«Что это значит?» — подумал я. И вдруг Элен Радолин тоже вышла из палатки. Она молча прошла мимо него; он не сделал попытки заговорить с нею или последовать за ней. Но она видела!

О да, она видела то же, что и я. Потом опять скрылась в своей палатке. Уэймаус стоял все так же, не двигаясь, словно пораженный молнией, а за его спиной все громче бренчала гитара, и от порывов ветра шелестели листья пальм.
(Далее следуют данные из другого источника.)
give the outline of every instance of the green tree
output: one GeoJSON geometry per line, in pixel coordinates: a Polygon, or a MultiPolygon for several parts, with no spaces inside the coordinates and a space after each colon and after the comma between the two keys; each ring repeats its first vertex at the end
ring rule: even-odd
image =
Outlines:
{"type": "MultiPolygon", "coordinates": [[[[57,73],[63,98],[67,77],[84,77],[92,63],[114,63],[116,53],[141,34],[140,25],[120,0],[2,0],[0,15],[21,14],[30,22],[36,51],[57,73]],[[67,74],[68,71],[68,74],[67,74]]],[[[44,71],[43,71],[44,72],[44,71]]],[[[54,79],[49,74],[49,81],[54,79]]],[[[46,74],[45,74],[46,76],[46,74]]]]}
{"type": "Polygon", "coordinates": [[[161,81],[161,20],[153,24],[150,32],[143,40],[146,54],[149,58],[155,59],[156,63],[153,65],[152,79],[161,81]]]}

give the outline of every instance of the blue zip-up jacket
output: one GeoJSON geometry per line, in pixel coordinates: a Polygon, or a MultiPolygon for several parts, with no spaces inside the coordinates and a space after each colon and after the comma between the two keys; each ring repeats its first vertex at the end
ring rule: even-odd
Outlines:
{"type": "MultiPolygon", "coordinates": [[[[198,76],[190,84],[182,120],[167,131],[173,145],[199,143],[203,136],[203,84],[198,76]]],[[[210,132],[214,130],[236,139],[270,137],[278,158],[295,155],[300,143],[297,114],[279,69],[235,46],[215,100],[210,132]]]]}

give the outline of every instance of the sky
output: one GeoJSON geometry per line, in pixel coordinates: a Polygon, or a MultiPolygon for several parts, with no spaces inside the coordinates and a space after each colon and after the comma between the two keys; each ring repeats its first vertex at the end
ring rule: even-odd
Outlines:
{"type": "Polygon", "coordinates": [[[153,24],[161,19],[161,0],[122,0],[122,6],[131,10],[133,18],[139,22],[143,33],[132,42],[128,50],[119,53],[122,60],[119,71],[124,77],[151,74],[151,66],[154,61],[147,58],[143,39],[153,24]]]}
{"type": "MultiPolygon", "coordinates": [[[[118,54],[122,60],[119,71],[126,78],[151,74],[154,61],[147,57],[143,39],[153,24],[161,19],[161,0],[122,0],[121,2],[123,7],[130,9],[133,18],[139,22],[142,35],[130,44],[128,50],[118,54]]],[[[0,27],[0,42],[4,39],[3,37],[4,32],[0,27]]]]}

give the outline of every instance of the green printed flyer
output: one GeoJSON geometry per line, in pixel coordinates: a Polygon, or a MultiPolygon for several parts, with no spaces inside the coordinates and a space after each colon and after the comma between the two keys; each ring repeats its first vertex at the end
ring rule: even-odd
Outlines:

Знаю, в наши дни принято смеяться над всем этим — над внезапными вспышками безумной страсти; принято считать их старомодными, нелепыми словом, сплошной выдумкой литераторов. Говорят, равноправие женщин, их стремление заниматься умственным трудом и носить брюки нанесли немалый ущерб Венере. А мне все-таки думается, — то, что случилось с моим другом Уэймаусом, может случиться и с любым молодым человеком, который утверждает, что в любви якобы нет лихорадочного пыла и собственнических инстинктов и что, воспылав страстью к женщине, можно спокойно уступить ее другому или делить с ним ее любовь. Есть, разумеется, мужчины, у которых в жилах течет вода вместо крови, но, к несчастью, друг мой Уэймаус к ним не принадлежал: достаточно было посмотреть на это лицо, на волосы, словно искрящиеся солнцем и вином, на эти темно-серые глаза.

Да к тому же все обстоятельства нашего путешествия по пустыне роковым образом благоприятствовали развитию этого чувства. Маленькая Джесси Уэймаус словно нарочно делала все, чтобы этому помочь. Она одна не видела того, что происходило. Дело в том, что ее внимание было усыплено, так как в учебное время они с мужем вели напряженную трудовую жизнь, а во время каникул сказывалась усталость. Она и представить себе не могла, что он может изменить своему обычному благоразумию. А теперь… о, мало сказать, что он опьянел! И это стало настолько явным, что слепота его жены просто внушала жалость. Только к концу следующего дня, на закате солнца, когда остался позади Фаюм и мы уже устроили привал на границе пустыни, она постигла наконец всю глубину трагедии, которая произошла в ее жизни.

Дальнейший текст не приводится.